Quotes about Muldoon

  • He wanted to be remembered as a person who left New Zealand no worse than he found it. My own view is that he did leave it with substantial problems and substantial dilemmas which have taken us a lot of time and no little anguish to sort out.
    • Roderick Deane, From the documentary Robert Muldoon: The Grim Face of Power, 1994
  • He was an arrogant, pigheaded doctrinaire fool.
    • Alan Gibbs, From the documentary Robert Muldoon: The Grim Face of Power, 1994
  • Muldoon was an enigma, he worried, he disliked the rich and the powerful and the establishment. He had a very paternal attitude to the poor and powerless. It was a typical Labour Party attitude.
    • Barry Gustafson, Revolution (1996), p. 28.

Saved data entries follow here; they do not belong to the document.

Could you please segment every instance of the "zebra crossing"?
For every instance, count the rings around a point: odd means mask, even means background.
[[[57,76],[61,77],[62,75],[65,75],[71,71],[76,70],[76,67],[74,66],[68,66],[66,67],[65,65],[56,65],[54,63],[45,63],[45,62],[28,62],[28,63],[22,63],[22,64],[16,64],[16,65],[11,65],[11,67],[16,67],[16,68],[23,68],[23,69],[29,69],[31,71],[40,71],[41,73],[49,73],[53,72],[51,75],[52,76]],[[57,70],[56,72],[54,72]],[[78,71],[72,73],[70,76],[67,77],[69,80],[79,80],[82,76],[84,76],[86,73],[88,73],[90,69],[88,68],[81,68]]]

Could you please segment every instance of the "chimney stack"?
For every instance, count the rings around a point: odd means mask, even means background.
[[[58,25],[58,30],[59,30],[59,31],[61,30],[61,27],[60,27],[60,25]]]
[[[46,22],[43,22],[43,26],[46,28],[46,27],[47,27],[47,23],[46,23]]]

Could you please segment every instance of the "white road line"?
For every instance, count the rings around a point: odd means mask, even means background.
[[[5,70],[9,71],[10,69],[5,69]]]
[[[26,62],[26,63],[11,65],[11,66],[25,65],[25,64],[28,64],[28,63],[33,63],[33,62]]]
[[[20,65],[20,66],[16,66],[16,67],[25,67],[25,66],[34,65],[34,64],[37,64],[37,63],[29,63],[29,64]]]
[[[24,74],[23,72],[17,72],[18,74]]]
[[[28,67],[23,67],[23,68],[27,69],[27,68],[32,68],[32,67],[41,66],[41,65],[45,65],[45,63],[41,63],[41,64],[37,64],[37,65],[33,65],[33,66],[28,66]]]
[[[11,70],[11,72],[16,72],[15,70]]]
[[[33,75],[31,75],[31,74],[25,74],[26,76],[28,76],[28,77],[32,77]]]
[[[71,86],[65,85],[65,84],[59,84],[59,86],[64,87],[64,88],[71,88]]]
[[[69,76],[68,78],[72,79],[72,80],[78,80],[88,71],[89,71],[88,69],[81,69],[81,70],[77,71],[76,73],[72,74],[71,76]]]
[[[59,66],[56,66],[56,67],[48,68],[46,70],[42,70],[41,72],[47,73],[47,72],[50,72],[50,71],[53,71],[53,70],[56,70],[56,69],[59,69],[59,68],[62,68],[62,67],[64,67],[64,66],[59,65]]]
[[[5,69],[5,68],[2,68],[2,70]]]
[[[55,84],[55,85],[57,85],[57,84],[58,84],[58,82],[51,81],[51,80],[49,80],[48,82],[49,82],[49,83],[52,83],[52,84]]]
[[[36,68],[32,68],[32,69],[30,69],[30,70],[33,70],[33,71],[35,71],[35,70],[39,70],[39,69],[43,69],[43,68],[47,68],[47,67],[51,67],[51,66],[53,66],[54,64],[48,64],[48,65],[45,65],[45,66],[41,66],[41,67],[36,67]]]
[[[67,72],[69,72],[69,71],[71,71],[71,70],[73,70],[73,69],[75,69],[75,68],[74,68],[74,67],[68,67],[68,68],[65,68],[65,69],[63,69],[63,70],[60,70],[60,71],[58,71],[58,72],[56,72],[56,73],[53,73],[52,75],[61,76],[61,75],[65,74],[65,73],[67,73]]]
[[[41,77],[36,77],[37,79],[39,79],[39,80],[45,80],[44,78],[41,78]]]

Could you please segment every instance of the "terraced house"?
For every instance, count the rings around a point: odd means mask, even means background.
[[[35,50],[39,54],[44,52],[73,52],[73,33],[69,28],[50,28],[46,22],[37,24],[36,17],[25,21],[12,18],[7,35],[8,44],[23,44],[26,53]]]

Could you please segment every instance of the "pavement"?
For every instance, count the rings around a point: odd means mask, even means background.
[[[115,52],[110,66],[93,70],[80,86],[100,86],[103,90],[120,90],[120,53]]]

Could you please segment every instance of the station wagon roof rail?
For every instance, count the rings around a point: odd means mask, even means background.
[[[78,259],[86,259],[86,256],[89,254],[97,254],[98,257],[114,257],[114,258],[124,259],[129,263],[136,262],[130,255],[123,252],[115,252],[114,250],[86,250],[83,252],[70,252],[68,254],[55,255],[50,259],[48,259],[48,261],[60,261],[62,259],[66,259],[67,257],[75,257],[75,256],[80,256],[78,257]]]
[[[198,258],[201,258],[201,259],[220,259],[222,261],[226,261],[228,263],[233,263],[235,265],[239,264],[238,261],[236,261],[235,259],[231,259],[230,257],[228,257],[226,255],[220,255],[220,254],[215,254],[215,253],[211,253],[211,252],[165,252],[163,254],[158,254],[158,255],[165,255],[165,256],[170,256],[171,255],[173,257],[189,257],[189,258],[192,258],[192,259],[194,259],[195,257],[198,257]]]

  • This Prime Minister outgoing, beaten, has, in the course of one television interview, tried to do more damage to the New Zealand economy than any statement ever made. He has actually alerted the world to a crisis. And like King Canute he stands there and says everyone is wrong but me.
  • Muldoon, in 1975, had got a huge electoral mandate and he'd squandered it.
    • Ruth Richardson, Revolution (1996), p. 226.
  • After a very long year we've got a very short knight.
    • David Lange on the knighthood of the rather short Muldoon in January 1984 who repeated the quote on U.S. television as an explanation of Sir Robert's dislike for him, Heinemann Dictionary of New Zealand Quotations (1988), p. 397.